CFP: The Animal in Ireland, Real and Imagined: An International and Interdisciplinary Symposium
21-23 February 2025, University of Wurzburg, Germany
Irish cultural identity has been closely identified with the animal from the beginning of recorded history and beyond. Irish mythology and folklore, like all traditional lore, feature nonhuman animals, hybrid human-nonhuman beings, and tales of metamorphosis between the two. Warm familiarity with and respectful honouring of the nonhuman animal has been a part of Irish culture from pre-Christian times when wealth and status were measured in cattle, and the gods regularly assumed the form of deer, hares, boars, ravens, and wolves. Animals were not only central to pre-Christian cultural production, but also frequently appeared in early Christian texts, evident in the writings of ninth-century monks, in poems like “Pangur Bán” and “The Hermit’s’ Wish” (that he could be like a bird), and in the illuminations that make the Book of Kells an enduring object of fascination.
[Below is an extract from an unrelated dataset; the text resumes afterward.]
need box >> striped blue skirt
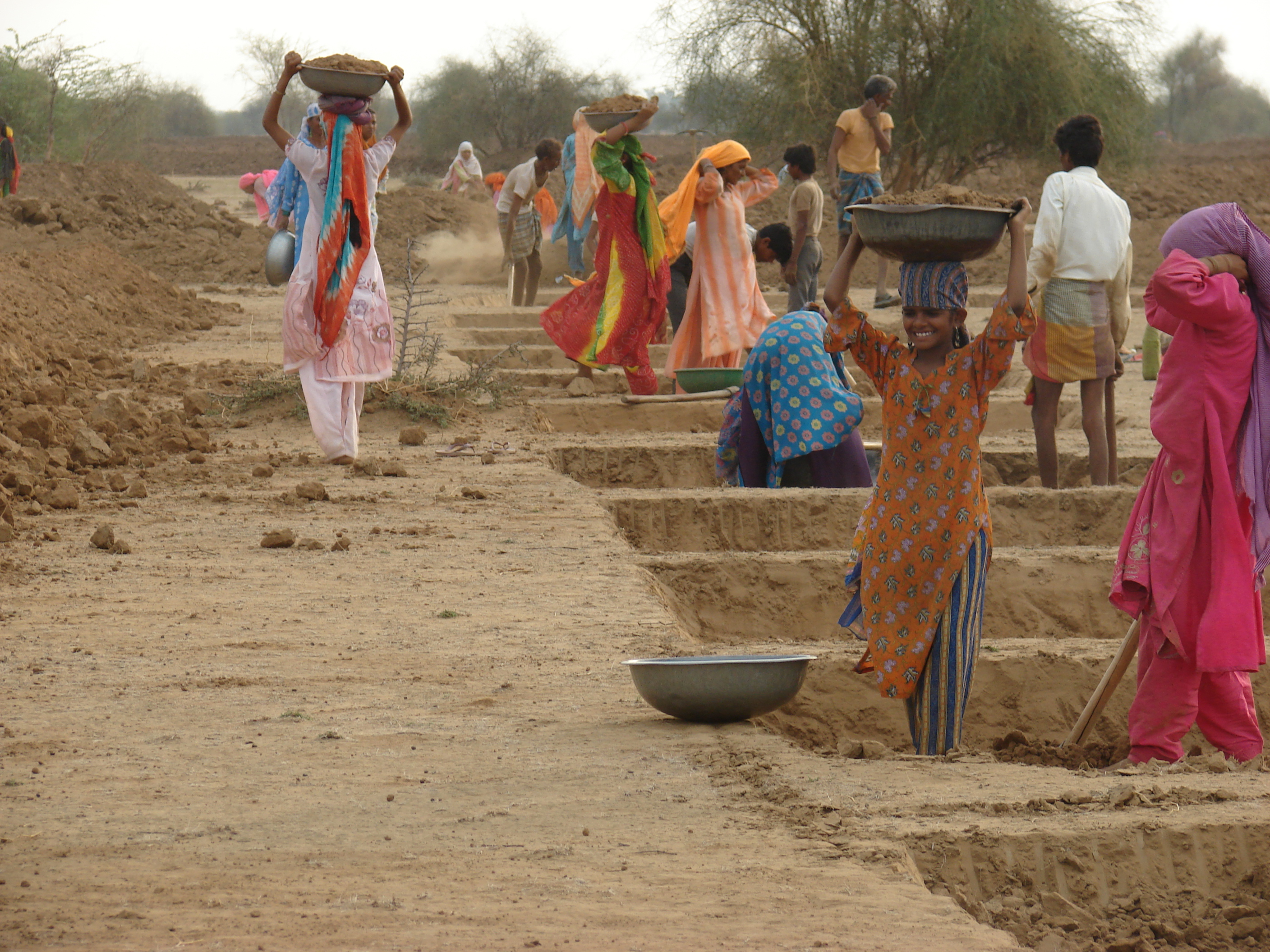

One of the oldest surviving manuscripts in Irish literature is The Book of the Dun Cow (c.1100), a title evoked by John Connell’s best-selling memoir of 2018, The Cow Book: A Story of Life on the Family Farm. However, this close affinity with animals helped rationalise the centuries-long tradition of representing the Irish as themselves not fully human, especially by English occupiers and colonisers. The longstanding predominance of the rural in defining Irish culture and “authentic” Irish identity has also contributed to the development of a conflicted attitude toward the nonhuman, implicitly associated with both the humiliations of colonial occupation and the embarrassing survival of cartoonish images of thick, bumpkin “Paddy,” who enjoyed suspiciously congenial relations with his pig. In a time of overlapping ecological crises, this conference will consider the ramifying significance of the nonhuman animal in Irish life and culture from multiple perspectives, a return to acknowledging and honouring the interdependence of the human and nonhuman worlds. As Serenella Iovino has suggested, “The fact that literary representations are able to increase our awareness about the relationship between the human and nonhuman worlds, also in terms of moral values, can be understood as a result of such a dynamics of interdependence.”
Contributions are welcome from disciplines across the arts and sciences, including history, philosophy, literature, art history, the study of religions, anthropology, archaeology, ethnology, zoology, education, food sciences, agriculture, heritage studies, ecology, sports studies, Utopian studies, geography, media studies, and the social sciences. Possible topics include, but are not limited to:
- Queering the Irish animal
- Gender and the nonhuman animal in Irish culture production across media
- The nonhuman animal and sectarian identity
- The animalised Irish in political cartoons from the Victorian era through the Troubles
- Farming practices from pastoralism and transhumance to intensive dairy and meat production
- Controversies in Irish sports, such as hunting, fishing, coursing, greyhound and horse racing
- The animal in Irish folklore
- The Great Hunger and Irish animals
- Irish humour and the nonhuman animal
- Lived and imagined narratives of forgotten Irish “critters,” such as insects, bacteria, and viruses
- The animal corpse in the Irish imaginary
- Important figures in the modern history of advocacy and legislation involving the Irish animal, such as Richard “Humanity Dick” Martin, Frances Power Cobbe, and George Bernard Shaw
- The history, politics, and aesthetics of Irish dietary practices
- Irish animals in their green and blue environments
The international symposium “The Animal in Ireland, Real and Imagined” addresses these and other questions from an interdisciplinary perspective. Please send 250-300 word abstracts of proposed papers with 150 word bios to irishstudies@uni-wuerzburg.de and maureen.oconnor@ucc.ie by 15 October 2023. Please use “Irish Animal” as the subject line. Selected contributions will be included in a forthcoming publication. This symposium is organised by Maureen O’Connor, Ina Bergmann, Maria Eisenmann and Kirsten Sandrock.